In [180]:
base = '/u/ebanner/Classes/nlp/Project/irony-classifier'

In [152]:
base = '/u/npockrus/NLP/finalProject/venv/src/irony-classifier'

# Load Subreddits and Labels

In [181]:
cd /{base}/data/conservative/features/text+sentiment+subreddit+label+progressiviness/

/v/filer4b/v20q001/ebanner/Classes/nlp/Project/irony-classifier/data/conservative/features/text+sentiment+subreddit+label+progressiviness


In [182]:
import pickle
import scipy
import numpy as np

with open('features.p', 'r') as f:
    data = pickle.load(f)

subreddits = np.array([data[sentence]['subreddits'] for sentence in sorted(data)])
ys = np.array([ data[sentence]['label'] for sentence in sorted(data) ])

# Frequency Counts

In [183]:
from collections import defaultdict

all = defaultdict(int)
for subreddit_list in subreddits:
    for subreddit in subreddit_list:
        all[subreddit] += 1

# Get Breakdown for Every Subreddit

In [184]:
from collections import defaultdict

ironics = defaultdict(int)
for subreddit_list, y in zip(subreddits, ys):
    if y == 1:
        for subreddit in subreddit_list:
            ironics[subreddit] += 1

In [185]:
genuines = {}
for subreddit in all:
    genuines[subreddit] = all[subreddit] - ironics[subreddit]

In [186]:
for subreddit in all:
    assert genuines[subreddit] + ironics[subreddit] == all[subreddit]

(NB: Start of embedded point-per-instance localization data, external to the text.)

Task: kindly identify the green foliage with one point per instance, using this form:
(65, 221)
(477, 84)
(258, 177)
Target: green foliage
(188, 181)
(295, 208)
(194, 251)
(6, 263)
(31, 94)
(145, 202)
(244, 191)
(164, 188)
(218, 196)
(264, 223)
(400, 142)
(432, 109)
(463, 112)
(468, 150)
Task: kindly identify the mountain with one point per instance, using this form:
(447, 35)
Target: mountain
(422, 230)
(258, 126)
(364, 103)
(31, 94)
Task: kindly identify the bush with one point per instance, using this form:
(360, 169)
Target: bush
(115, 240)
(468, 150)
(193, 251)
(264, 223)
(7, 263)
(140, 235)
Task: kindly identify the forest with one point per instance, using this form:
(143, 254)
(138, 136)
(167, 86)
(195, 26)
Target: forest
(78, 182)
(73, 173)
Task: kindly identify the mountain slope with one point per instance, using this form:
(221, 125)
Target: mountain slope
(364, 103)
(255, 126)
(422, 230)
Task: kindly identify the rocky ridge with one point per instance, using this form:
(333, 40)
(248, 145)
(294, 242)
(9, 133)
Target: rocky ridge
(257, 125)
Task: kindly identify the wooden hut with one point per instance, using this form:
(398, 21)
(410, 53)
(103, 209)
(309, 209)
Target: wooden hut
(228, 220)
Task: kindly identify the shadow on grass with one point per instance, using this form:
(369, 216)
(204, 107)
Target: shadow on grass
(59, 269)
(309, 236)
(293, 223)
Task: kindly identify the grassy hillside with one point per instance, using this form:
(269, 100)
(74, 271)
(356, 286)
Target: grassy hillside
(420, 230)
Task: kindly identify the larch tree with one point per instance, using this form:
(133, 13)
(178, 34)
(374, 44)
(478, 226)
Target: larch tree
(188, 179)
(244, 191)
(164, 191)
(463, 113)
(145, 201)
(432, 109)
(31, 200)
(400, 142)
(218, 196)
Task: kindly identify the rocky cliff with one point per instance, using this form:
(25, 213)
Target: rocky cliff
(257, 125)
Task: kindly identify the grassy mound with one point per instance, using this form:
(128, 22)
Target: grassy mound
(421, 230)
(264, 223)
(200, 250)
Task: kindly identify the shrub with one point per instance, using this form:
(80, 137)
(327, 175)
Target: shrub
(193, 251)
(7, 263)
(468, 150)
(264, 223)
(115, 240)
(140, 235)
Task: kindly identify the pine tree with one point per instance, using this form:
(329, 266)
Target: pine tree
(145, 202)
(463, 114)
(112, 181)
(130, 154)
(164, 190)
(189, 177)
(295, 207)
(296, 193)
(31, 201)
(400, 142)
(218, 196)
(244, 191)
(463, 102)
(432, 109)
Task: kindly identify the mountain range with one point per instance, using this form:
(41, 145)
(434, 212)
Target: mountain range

# Generate Parallel List for All, Ironics, and Genuines

In [187]:
subreddit_list = [0]*len(all)
ironic_list, genuine_list, all_list = [0]*len(all), [0]*len(all), [0]*len(all)
for i, pair in enumerate(sorted(all.items(), key=operator.itemgetter(1), reverse=True)):
    subreddit, count = pair
    
    subreddit_list[i] = subreddit
    ironic_list[i], genuine_list[i], all_list[i] = ironics[subreddit], genuines[subreddit], all[subreddit]
    
# Sanity Check
for subreddit, irony, genuine, a in zip(subreddit_list, ironic_list, genuine_list, all_list):
    assert irony + genuine == a
    assert ironics[subreddit] + genuines[subreddit] == all[subreddit]

# Normalize

In [188]:
normalized_ironics = [ (count+1)/(float(num_ironics)+1) for count in ironic_list ]
normalized_genuines = [ (count+1)/(float(num_genuines)+1) for count in genuine_list ]

In [240]:
zip(subreddit_list, normalized_ironics, normalized_genuines)

[(u'politics', 1.0, 1.0),
 (u'AskReddit', 0.7724137931034483, 0.8142034548944338),
 (u'funny', 0.8344827586206897, 0.7976967370441459),
 (u'worldnews', 0.8, 0.7946257197696737),
 (u'pics', 0.7655172413793103, 0.74510556621881),
 (u'videos', 0.6482758620689655, 0.6261036468330134),
 (u'WTF', 0.6827586206896552, 0.6030710172744722),
 (u'todayilearned', 0.5793103448275863, 0.5911708253358925),
 (u'AdviceAnimals', 0.6275862068965518, 0.5285988483685221),
 (u'gaming', 0.4827586206896552, 0.48023032629558543),
 (u'news', 0.496551724137931, 0.46449136276391556),
 (u'technology', 0.4827586206896552, 0.45911708253358924),
 (u'IAmA', 0.3103448275862069, 0.43723608445297507),
 (u'atheism', 0.42758620689655175, 0.42610364683301344),
 (u'science', 0.2689655172413793, 0.3666026871401152),
 (u'movies', 0.35172413793103446, 0.33205374280230326),
 (u'aww', 0.32413793103448274, 0.28598848368522073),
 (u'conspiracy', 0.2, 0.15930902111324377),
 (u'Frugal', 0.1793103448275862, 0.1397312859884837),
 (u'Jus

# Compute Similarity + Smoothing

In [227]:
divergences = [ float(ironic)/genuine for ironic, genuine in zip(normalized_ironics, normalized_genuines) ]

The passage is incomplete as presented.